As PCAs se configuram em pluralidade cultural, revelando, em qualquer pessoa, uma dinâmica com estímulos visuais, táteis, auditivos e cinestésicos de um corpo em constante movimentação. Assim, as PCAs procuram o desenvolvimento de um corpo capaz de autorregulação, isto é, capaz de lutar ou fugir, de arremeter ou esperar, de cair e levantar e de perceber, refletir, sentir, simbolizar e transcender, dotado de firmeza e doçura, determinação e sensibilidade, força e relaxamento. No significado das PCAs encontra-se um indivíduo abordado de forma holística, onde o corpo é entendido como uma interação de fatores psicológicos, físicos, emocionais, sociais e culturais, em sua integralidade.

 

Conceitos de holismo e pluralidade:

Holismo: é uma palavra derivada de holos, que dá a ideia de um fato, pensamento, algo ou alguém percebidos na sua completude, e não na soma de suas partes. Pluralidade: O significado de pluralidade é justamente o inverso de "unidade", ou o fato percebido apenas de um único ponto de vista.

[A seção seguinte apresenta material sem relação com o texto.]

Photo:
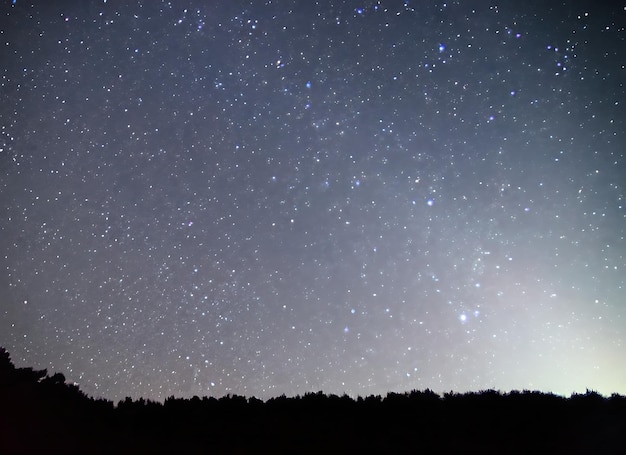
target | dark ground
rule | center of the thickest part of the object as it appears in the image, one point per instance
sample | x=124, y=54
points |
x=43, y=414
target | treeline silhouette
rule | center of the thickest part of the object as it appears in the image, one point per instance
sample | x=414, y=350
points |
x=44, y=414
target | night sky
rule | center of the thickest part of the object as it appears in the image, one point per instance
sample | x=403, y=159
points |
x=277, y=197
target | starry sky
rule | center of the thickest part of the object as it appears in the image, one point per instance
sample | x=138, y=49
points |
x=277, y=197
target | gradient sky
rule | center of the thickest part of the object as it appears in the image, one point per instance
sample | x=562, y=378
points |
x=268, y=197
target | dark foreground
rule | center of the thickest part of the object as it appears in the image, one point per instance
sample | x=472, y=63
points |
x=42, y=414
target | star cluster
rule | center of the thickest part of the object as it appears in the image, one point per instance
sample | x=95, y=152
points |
x=202, y=198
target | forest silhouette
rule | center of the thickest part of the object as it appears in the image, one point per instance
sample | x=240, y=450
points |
x=44, y=414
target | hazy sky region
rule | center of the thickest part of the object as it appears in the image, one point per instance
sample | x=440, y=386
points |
x=277, y=197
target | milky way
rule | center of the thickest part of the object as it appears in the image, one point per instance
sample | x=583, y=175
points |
x=265, y=198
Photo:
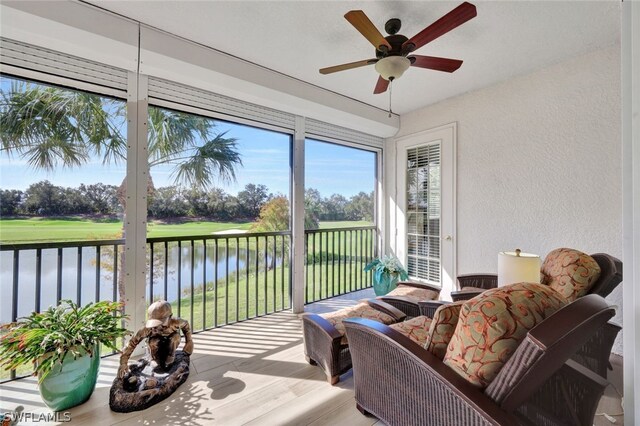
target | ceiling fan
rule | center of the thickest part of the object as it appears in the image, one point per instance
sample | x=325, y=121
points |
x=394, y=52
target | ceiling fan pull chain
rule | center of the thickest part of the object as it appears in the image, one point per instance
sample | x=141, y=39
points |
x=390, y=90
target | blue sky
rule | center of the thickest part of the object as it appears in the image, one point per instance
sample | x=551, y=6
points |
x=330, y=168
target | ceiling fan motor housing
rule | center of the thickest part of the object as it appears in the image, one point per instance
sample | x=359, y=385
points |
x=395, y=40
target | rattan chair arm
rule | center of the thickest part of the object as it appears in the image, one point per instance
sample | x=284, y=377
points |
x=432, y=365
x=457, y=296
x=391, y=299
x=380, y=305
x=485, y=281
x=323, y=324
x=429, y=307
x=420, y=285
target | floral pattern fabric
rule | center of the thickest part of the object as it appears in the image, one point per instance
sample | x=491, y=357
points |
x=361, y=310
x=442, y=328
x=414, y=294
x=415, y=329
x=492, y=325
x=569, y=272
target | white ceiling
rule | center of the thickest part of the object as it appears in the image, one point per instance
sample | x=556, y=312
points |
x=297, y=38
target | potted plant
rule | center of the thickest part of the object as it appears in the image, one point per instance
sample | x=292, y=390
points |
x=387, y=272
x=63, y=344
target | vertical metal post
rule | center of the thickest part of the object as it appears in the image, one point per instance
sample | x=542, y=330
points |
x=237, y=279
x=179, y=269
x=151, y=273
x=215, y=283
x=59, y=276
x=297, y=221
x=204, y=284
x=246, y=282
x=38, y=278
x=135, y=225
x=192, y=280
x=79, y=277
x=98, y=260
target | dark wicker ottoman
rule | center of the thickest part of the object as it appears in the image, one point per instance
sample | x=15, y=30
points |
x=325, y=342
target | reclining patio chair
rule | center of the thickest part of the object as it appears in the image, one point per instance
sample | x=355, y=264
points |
x=325, y=343
x=610, y=276
x=401, y=383
x=554, y=269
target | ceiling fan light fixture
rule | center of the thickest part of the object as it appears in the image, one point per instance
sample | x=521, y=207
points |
x=392, y=67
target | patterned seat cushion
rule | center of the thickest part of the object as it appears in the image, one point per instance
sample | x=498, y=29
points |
x=492, y=325
x=569, y=272
x=361, y=310
x=442, y=328
x=414, y=294
x=415, y=329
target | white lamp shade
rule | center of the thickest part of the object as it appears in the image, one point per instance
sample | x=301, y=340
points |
x=515, y=269
x=392, y=66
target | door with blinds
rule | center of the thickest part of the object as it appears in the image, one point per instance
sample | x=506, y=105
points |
x=425, y=217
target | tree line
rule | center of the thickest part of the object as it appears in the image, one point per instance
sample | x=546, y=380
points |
x=45, y=199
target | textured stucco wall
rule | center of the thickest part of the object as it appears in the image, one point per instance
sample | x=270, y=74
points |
x=538, y=163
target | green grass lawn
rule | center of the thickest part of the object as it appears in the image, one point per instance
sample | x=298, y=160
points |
x=42, y=229
x=334, y=266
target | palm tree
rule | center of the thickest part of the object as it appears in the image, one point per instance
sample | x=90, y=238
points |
x=53, y=127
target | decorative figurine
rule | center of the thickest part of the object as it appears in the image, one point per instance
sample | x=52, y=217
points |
x=148, y=381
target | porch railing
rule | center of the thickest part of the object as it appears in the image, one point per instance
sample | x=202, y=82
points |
x=335, y=259
x=211, y=280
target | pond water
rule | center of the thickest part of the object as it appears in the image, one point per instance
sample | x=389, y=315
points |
x=227, y=264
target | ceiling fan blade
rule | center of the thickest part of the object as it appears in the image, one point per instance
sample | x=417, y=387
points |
x=435, y=63
x=451, y=20
x=363, y=24
x=381, y=86
x=348, y=66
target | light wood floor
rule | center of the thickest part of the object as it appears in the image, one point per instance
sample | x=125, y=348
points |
x=250, y=373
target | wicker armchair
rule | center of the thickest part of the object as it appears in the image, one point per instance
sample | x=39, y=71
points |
x=401, y=383
x=610, y=276
x=408, y=301
x=325, y=343
x=594, y=354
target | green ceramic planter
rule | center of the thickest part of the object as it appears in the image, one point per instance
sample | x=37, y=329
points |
x=72, y=383
x=385, y=283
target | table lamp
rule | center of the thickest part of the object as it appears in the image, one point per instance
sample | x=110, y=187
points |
x=516, y=267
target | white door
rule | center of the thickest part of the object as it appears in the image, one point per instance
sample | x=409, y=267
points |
x=425, y=206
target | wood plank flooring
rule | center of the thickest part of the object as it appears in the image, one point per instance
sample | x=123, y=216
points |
x=249, y=373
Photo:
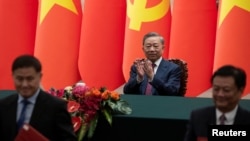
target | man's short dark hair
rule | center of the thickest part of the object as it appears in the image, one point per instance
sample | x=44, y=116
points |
x=237, y=73
x=152, y=34
x=25, y=61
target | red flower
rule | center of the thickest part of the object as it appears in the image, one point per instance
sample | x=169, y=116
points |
x=76, y=123
x=73, y=106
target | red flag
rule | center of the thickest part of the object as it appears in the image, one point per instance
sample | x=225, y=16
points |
x=101, y=49
x=143, y=17
x=17, y=36
x=57, y=41
x=193, y=39
x=233, y=32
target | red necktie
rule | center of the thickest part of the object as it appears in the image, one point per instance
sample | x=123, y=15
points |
x=222, y=119
x=149, y=86
x=21, y=119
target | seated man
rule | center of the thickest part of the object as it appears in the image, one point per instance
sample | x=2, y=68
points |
x=153, y=75
x=228, y=84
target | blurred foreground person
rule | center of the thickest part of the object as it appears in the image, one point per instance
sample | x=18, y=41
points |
x=44, y=112
x=228, y=84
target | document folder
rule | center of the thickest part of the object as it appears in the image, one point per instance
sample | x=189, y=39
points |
x=28, y=133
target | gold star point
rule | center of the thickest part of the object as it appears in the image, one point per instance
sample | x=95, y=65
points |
x=46, y=6
x=227, y=5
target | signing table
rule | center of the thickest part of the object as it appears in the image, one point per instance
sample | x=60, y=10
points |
x=154, y=118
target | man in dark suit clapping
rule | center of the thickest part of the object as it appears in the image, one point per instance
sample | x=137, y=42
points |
x=228, y=84
x=153, y=75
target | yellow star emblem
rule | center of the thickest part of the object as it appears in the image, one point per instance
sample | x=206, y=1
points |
x=227, y=5
x=46, y=5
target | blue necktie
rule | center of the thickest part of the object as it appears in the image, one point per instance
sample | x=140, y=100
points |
x=21, y=119
x=149, y=87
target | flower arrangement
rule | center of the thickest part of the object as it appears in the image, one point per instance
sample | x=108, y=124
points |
x=85, y=104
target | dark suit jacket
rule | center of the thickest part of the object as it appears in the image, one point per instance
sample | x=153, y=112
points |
x=50, y=117
x=166, y=80
x=201, y=118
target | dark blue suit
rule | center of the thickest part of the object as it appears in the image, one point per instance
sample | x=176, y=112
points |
x=50, y=117
x=166, y=80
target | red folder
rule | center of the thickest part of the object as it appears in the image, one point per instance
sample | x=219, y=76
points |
x=28, y=133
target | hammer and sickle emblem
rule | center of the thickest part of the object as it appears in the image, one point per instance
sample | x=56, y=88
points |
x=138, y=13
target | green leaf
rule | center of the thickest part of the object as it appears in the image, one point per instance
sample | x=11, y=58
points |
x=108, y=116
x=92, y=126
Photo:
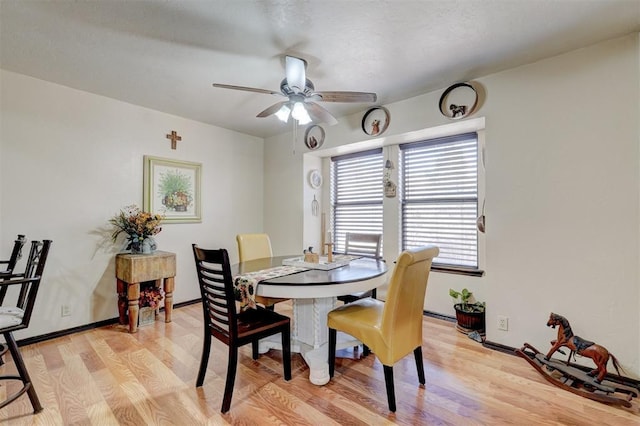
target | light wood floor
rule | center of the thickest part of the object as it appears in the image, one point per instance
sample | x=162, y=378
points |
x=110, y=377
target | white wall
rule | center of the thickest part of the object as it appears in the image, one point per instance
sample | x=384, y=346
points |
x=69, y=160
x=562, y=195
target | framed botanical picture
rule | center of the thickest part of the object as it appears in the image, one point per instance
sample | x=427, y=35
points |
x=375, y=121
x=314, y=137
x=172, y=188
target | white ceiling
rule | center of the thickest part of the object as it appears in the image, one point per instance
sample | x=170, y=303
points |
x=164, y=55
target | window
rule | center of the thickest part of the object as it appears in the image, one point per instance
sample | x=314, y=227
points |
x=439, y=187
x=356, y=195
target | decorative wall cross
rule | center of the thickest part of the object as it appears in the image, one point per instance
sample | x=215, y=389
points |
x=174, y=138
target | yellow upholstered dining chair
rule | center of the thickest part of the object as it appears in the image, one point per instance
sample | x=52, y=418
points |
x=392, y=329
x=257, y=246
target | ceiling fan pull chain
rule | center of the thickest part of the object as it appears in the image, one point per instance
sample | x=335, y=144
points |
x=295, y=136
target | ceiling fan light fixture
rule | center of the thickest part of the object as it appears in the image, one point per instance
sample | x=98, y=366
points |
x=300, y=113
x=283, y=113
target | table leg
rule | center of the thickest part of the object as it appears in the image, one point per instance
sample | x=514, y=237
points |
x=133, y=294
x=122, y=302
x=310, y=336
x=169, y=286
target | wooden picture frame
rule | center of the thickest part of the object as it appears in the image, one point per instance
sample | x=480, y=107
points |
x=172, y=188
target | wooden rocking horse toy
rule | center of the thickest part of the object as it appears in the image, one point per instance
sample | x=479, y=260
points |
x=599, y=354
x=577, y=379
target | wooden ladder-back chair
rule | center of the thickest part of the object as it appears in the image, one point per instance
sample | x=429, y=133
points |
x=16, y=254
x=257, y=246
x=17, y=317
x=366, y=245
x=222, y=321
x=392, y=329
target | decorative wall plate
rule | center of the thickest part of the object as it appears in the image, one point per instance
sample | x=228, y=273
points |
x=314, y=137
x=458, y=101
x=375, y=121
x=315, y=179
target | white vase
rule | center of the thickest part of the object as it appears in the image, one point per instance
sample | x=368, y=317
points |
x=149, y=245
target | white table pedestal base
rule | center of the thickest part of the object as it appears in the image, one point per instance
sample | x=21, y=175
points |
x=311, y=341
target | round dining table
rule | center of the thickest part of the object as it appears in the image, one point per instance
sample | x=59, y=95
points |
x=313, y=293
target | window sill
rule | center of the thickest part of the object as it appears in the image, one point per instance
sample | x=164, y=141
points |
x=459, y=270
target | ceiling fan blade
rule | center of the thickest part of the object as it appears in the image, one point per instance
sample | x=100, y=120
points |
x=346, y=96
x=246, y=89
x=319, y=114
x=295, y=71
x=272, y=109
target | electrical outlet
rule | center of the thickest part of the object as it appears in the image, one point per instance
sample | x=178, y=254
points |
x=65, y=310
x=503, y=323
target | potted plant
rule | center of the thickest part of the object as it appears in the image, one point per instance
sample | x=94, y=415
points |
x=150, y=297
x=139, y=226
x=469, y=312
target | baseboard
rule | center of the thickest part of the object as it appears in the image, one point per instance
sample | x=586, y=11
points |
x=439, y=316
x=103, y=323
x=499, y=347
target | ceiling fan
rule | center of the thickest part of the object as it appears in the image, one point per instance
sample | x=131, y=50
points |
x=302, y=97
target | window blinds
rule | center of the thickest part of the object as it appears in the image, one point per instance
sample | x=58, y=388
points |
x=356, y=195
x=439, y=190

Assim, o indivíduo deve ser considerado na sua totalidade e percebido nos seus gestos, olhares arregalados ou baixos, testa franzida, supercílio levantado, poses, atitudes, pois tais gestos podem significar (diante de um olhar experimentado) um comportamento inteiro. Em outras palavras, devemos estar cientes de que a pessoa pode mostrar ou esconder fatos excusos, problemáticos e impossíveis de confessar por meio da palavra oral, muito embora tais fatos sejam perfeitamente relacionados entre si.

 

Os percussores das PCAs
 

Émile Jaques-Dalcroze: Nascido em Viena, na Áustria (1865-1950), trabalhou a fim de mudar o método tradicional de formação do ator e do bailarino, rompendo com os padrões tradicionais da dança clássica. Foi professor de música e utilizava a iniciação auditiva e rítmica das pessoas, criando uma metodologia que influenciaria uma gama de profissionais da dança moderna. Ele chamou seu método de eurritmia, que visava desenvolver e aperfeiçoar a sensibilização corporal de atores e ginastas, apresentando o método de coordenação musical com movimentos corporais, pois acreditava que qualquer segmento corporal era receptivo ao som: um instrumento primordial para a assimilação musical. Segundo ele, o corpo somente poderia desenvolver uma atividade estética quando o sentido muscular estivesse suficientemente amadurecido para converter sensações em movimento.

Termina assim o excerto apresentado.